Arm Development Studio forum Why is my Cortex-M4 taking too much cycles?

This discussion has been locked.

You can no longer post new replies to this discussion. If you have a question you can start a new discussion

Why is my Cortex-M4 taking too much cycles?

Note: This was originally posted on 10th September 2012 at http://forums.arm.com

Dear Arm-experts,

i wanted to use the FPU of my STM32F4 (Cortex-M4).
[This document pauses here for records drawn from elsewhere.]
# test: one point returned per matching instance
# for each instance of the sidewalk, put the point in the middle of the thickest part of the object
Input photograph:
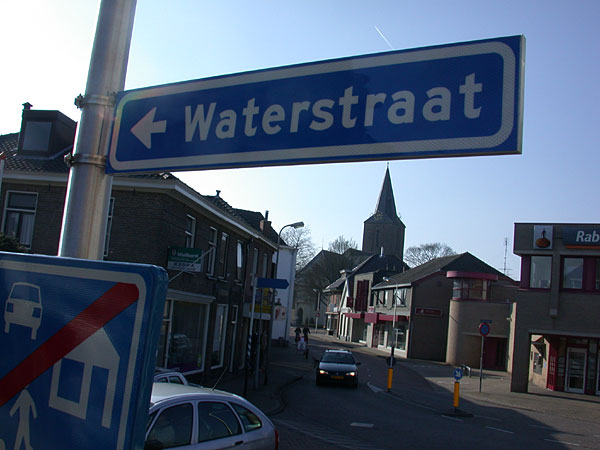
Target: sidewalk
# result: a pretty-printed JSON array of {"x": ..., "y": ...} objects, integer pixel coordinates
[
  {"x": 495, "y": 386},
  {"x": 421, "y": 380}
]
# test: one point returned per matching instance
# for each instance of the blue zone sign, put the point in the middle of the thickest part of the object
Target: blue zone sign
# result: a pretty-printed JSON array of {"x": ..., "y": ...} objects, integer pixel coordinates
[
  {"x": 450, "y": 100},
  {"x": 78, "y": 343}
]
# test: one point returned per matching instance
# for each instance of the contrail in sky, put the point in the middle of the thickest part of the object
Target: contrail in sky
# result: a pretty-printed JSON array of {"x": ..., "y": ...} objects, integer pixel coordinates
[{"x": 383, "y": 37}]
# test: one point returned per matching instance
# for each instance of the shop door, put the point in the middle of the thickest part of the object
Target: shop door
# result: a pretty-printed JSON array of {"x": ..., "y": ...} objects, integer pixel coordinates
[{"x": 575, "y": 379}]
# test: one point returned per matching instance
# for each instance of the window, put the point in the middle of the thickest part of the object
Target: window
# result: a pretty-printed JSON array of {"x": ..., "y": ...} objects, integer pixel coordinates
[
  {"x": 215, "y": 421},
  {"x": 111, "y": 205},
  {"x": 212, "y": 250},
  {"x": 255, "y": 263},
  {"x": 187, "y": 342},
  {"x": 572, "y": 277},
  {"x": 223, "y": 252},
  {"x": 19, "y": 216},
  {"x": 264, "y": 267},
  {"x": 472, "y": 289},
  {"x": 190, "y": 231},
  {"x": 173, "y": 427},
  {"x": 249, "y": 419},
  {"x": 400, "y": 295},
  {"x": 219, "y": 336},
  {"x": 239, "y": 272},
  {"x": 541, "y": 267}
]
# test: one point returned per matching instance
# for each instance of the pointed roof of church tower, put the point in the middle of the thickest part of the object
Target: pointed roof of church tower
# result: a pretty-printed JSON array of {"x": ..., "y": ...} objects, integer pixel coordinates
[{"x": 386, "y": 205}]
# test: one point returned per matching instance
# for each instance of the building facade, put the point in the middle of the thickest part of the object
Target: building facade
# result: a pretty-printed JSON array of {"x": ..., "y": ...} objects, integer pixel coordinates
[
  {"x": 556, "y": 333},
  {"x": 433, "y": 312},
  {"x": 211, "y": 251}
]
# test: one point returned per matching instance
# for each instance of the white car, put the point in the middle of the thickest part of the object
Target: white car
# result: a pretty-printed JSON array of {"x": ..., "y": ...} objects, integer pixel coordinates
[
  {"x": 23, "y": 307},
  {"x": 196, "y": 418}
]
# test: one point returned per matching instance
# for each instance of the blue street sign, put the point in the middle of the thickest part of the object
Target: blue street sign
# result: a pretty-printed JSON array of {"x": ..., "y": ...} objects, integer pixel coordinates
[
  {"x": 458, "y": 373},
  {"x": 447, "y": 100},
  {"x": 79, "y": 341},
  {"x": 273, "y": 283}
]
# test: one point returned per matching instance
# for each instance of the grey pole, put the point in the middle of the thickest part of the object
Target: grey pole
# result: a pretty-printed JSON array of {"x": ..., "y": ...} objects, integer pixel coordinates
[{"x": 89, "y": 188}]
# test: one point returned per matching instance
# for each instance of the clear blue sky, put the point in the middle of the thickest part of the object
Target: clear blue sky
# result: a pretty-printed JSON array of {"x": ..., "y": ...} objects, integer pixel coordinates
[{"x": 469, "y": 203}]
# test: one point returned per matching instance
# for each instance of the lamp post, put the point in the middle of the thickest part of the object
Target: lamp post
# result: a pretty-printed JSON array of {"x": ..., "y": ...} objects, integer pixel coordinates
[
  {"x": 391, "y": 366},
  {"x": 268, "y": 355}
]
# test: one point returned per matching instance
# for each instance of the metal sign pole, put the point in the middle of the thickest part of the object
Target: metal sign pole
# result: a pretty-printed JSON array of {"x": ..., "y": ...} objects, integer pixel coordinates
[
  {"x": 89, "y": 188},
  {"x": 481, "y": 362}
]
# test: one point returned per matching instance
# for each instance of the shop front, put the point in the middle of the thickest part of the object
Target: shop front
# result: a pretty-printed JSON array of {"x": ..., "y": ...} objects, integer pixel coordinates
[{"x": 569, "y": 364}]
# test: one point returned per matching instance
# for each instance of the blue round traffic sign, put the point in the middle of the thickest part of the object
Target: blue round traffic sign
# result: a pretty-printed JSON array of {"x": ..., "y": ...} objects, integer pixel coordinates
[
  {"x": 484, "y": 328},
  {"x": 458, "y": 373}
]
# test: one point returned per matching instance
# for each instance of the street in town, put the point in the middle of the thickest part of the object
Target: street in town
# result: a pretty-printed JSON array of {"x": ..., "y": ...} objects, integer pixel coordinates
[{"x": 418, "y": 411}]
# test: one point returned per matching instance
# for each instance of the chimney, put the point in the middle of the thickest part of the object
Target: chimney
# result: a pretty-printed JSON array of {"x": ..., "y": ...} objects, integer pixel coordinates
[{"x": 265, "y": 224}]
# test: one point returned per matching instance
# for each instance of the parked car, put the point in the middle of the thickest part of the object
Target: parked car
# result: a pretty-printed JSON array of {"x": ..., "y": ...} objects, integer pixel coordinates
[
  {"x": 338, "y": 366},
  {"x": 169, "y": 376},
  {"x": 202, "y": 418},
  {"x": 24, "y": 307}
]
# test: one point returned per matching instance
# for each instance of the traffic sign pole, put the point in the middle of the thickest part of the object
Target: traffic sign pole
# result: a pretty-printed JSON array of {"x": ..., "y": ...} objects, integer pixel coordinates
[
  {"x": 89, "y": 188},
  {"x": 484, "y": 330}
]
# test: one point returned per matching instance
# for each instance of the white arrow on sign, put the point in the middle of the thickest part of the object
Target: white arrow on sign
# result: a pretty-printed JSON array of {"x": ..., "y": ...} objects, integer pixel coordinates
[{"x": 144, "y": 129}]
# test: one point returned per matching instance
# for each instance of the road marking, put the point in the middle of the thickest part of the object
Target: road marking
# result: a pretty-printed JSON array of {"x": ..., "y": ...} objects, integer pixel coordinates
[
  {"x": 543, "y": 428},
  {"x": 374, "y": 388},
  {"x": 453, "y": 418},
  {"x": 489, "y": 418},
  {"x": 563, "y": 442},
  {"x": 86, "y": 323},
  {"x": 328, "y": 435},
  {"x": 501, "y": 430}
]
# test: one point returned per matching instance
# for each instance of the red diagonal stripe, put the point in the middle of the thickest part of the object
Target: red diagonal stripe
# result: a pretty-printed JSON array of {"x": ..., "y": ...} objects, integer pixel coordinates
[{"x": 87, "y": 322}]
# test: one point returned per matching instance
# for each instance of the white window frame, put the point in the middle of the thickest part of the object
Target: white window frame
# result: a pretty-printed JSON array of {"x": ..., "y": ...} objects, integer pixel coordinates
[
  {"x": 29, "y": 238},
  {"x": 212, "y": 251},
  {"x": 190, "y": 231},
  {"x": 109, "y": 217},
  {"x": 223, "y": 334},
  {"x": 239, "y": 261},
  {"x": 223, "y": 255}
]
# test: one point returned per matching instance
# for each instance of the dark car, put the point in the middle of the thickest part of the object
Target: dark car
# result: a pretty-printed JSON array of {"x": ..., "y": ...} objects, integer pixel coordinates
[{"x": 338, "y": 366}]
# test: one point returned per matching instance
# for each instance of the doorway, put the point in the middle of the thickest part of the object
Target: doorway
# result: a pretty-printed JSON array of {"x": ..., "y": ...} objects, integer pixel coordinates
[{"x": 576, "y": 362}]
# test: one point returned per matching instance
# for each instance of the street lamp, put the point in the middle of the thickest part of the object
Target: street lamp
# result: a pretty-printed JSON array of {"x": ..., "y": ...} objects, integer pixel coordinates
[
  {"x": 391, "y": 368},
  {"x": 286, "y": 330}
]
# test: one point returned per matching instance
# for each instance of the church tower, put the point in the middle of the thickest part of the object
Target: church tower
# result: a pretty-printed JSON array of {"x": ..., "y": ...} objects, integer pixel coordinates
[{"x": 384, "y": 231}]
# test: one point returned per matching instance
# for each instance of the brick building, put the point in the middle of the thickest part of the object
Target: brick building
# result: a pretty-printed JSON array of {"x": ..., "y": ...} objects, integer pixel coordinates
[{"x": 211, "y": 250}]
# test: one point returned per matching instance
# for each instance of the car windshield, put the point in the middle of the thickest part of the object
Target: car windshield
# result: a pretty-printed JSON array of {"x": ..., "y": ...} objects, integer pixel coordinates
[
  {"x": 340, "y": 358},
  {"x": 25, "y": 292}
]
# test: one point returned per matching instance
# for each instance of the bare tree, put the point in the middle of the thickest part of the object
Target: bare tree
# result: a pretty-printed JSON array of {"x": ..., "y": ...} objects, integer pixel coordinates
[
  {"x": 417, "y": 255},
  {"x": 341, "y": 244},
  {"x": 300, "y": 239}
]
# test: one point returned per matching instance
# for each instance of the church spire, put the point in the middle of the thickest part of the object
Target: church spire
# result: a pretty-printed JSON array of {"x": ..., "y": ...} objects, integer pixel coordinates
[{"x": 386, "y": 206}]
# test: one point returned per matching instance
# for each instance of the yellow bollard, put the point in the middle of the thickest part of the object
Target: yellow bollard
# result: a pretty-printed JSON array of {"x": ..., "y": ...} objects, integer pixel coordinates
[{"x": 456, "y": 394}]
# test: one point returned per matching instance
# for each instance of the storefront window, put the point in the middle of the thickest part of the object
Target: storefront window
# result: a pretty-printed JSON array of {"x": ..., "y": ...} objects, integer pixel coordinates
[
  {"x": 572, "y": 273},
  {"x": 540, "y": 272},
  {"x": 188, "y": 337},
  {"x": 400, "y": 333}
]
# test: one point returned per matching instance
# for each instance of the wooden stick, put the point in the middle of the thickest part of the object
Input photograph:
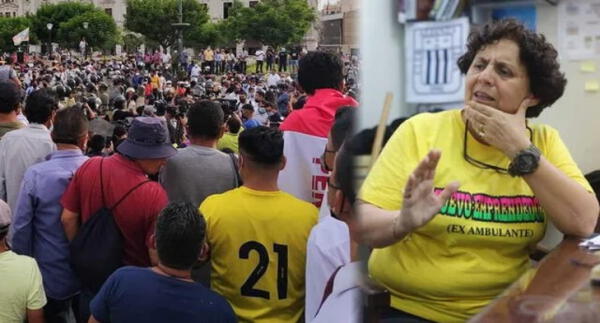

To see if it's working properly i compared with this page:
http://www.micromouseonline.com/2011/10/26/stm32f4-the-first-taste-of-speed/?doing_wp_cron=1347294891.0981290340423583984375

He is using exactly the same processor and toolchain (With GCC Compiler).
Here is how long it takes with my settings:

REFERENCE / [font=Verdana, sans-serif][size=2]Reference // Mycontroller running from Flash // My controller running from Sram[/size][/font]

long lX, lY, lZ;
lX = 123L; // 2 cycle // 2 cycle // 5 cycles
lY = 456L; // 2 cycle // 3 cycles // 3 cycles
lZ = lX*lY; // 5 cycles // 7 cycles // 9 cycles
fX = 123.456; // 3 cycles // 5 cycles // 4 cycles
fY = 9.99; // 3 cycles // 5 cycles // 4 cycles
fZ = fX * fY; // 6 cycles // 10 cycles // 10 cycles
fZ = sqrt(fY); // 20 cycles // 2742 cycles // 3405 cycles
fZ = sin(1.23); // 124 cycles // 1918 cycles // 2552

The settings are      Arm architecture: v7EM
       Arm core type: Cortex-M4
       Arm FP Abi Type: Soft-FP (Or Hard, doens't make a huge difference)
       Arm FPU Type: FPv4-SP-D16
       GCC target: arm-unknown-eabi

So not only the floating point arithmetic is runing slower but also integer! And sin and sqrt are horrible!!
The offset of my cycle measurement is deducted.
In CP10 and CP11 is 0b11 so FPU should be enabled properly.

Do you have any idea what is wrong with my settings or my toolchain or whatever??

Thank you so much for you efforts!

Florian